About this project
Where the ideas come from, and what this site is not.
It started with a dread of looking
For a long time, checking a bank balance felt like opening a letter that might contain bad news. The avoidance was not about being irresponsible. It was about the emotional charge that numbers had accumulated over years of anxiety and guilt.
The shift came not from a financial plan, but from a small change in daily behaviour. Looking at the balance every morning, without judgement, for thirty days. The number stopped feeling like a verdict. It became information. That shift, and the research that helps explain why it happened, is what this site explores.
Womaji Xikuyi is not a financial service, a coaching practice, or a wellness brand. It is a personal project for collecting and reflecting on ideas about money and psychology. The address is in Dublin; the curiosity is general.
How the content is put together
Research first
Every claim is grounded in published research or clearly marked as personal reflection. The distinction matters. Behavioural economics and cognitive psychology have produced a substantial body of work on financial decision-making, and that is the primary source.
No prescriptions
This site does not tell you what to do with your money. It explores ideas about how people think and feel about money, and what research suggests about the psychological mechanics behind those feelings. The application is yours to consider.
Honest framing
The framing here is deliberately modest. Some of these ideas have strong research support. Others are more speculative. That distinction is noted throughout. The goal is informed reflection, not persuasion.
Not financial guidance
Nothing on this site constitutes financial advice, investment guidance, or professional recommendation of any kind. If you need specific financial guidance, a qualified professional is the appropriate resource. This site is about psychology, not portfolios.
The research landscape
The field of financial psychology has grown considerably over the past two decades. The work of researchers like Brad Klontz on money scripts, Meir Statman on financial wellbeing, and Elizabeth Dunn on spending and happiness each contributes something useful to the conversation.
Cognitive behavioural research on anxiety and avoidance is also relevant here, particularly work on how repeated low-stakes exposure to feared stimuli reduces their emotional charge over time. That is a well-established mechanism in clinical psychology, and it has a plausible application to financial anxiety.

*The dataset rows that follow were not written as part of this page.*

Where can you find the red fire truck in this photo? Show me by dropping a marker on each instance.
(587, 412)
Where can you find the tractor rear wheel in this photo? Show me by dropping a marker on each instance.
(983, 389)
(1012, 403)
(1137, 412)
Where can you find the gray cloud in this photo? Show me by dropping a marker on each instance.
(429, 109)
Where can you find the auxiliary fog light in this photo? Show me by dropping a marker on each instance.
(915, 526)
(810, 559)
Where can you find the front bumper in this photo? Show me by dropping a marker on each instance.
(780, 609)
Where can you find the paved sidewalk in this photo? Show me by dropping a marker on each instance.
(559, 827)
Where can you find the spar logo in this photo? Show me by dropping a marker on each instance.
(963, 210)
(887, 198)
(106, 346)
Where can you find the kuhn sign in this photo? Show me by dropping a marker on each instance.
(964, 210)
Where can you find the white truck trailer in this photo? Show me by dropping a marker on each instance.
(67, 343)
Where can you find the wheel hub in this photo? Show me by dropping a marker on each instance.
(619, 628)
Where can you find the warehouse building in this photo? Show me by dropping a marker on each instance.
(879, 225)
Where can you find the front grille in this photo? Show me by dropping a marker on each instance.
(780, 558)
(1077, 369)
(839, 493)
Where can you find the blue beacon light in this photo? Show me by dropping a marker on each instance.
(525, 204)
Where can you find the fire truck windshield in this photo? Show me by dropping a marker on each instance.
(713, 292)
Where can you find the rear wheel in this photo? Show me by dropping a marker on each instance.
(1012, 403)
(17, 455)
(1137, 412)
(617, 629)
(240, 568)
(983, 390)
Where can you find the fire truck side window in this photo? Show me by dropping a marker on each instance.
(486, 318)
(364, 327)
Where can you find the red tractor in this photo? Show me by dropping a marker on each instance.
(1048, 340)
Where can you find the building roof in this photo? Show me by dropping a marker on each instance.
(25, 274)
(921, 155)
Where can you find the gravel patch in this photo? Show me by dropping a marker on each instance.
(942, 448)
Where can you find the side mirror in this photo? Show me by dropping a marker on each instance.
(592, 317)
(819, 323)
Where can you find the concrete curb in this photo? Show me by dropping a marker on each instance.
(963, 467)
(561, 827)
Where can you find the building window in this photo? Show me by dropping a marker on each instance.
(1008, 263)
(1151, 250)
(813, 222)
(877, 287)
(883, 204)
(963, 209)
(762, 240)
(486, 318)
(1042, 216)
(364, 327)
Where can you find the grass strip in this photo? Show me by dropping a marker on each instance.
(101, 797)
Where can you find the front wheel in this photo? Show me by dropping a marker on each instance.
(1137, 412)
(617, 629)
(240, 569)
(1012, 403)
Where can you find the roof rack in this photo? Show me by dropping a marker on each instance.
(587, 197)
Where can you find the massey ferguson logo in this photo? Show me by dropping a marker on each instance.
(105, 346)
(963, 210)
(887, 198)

The site does not attempt to be a comprehensive literature review. It is more like a reading journal: noting what resonated, what seemed applicable to daily life, and where the evidence feels robust versus where it feels preliminary.
An important note
Womaji Xikuyi is an informational website. It does not provide financial advice, investment guidance, tax recommendations, or any form of regulated financial service. The content is for general informational and educational purposes only. Nothing here should be relied upon as professional advice of any kind. If you are experiencing significant financial difficulty or financial anxiety that affects your daily functioning, please seek support from a qualified professional.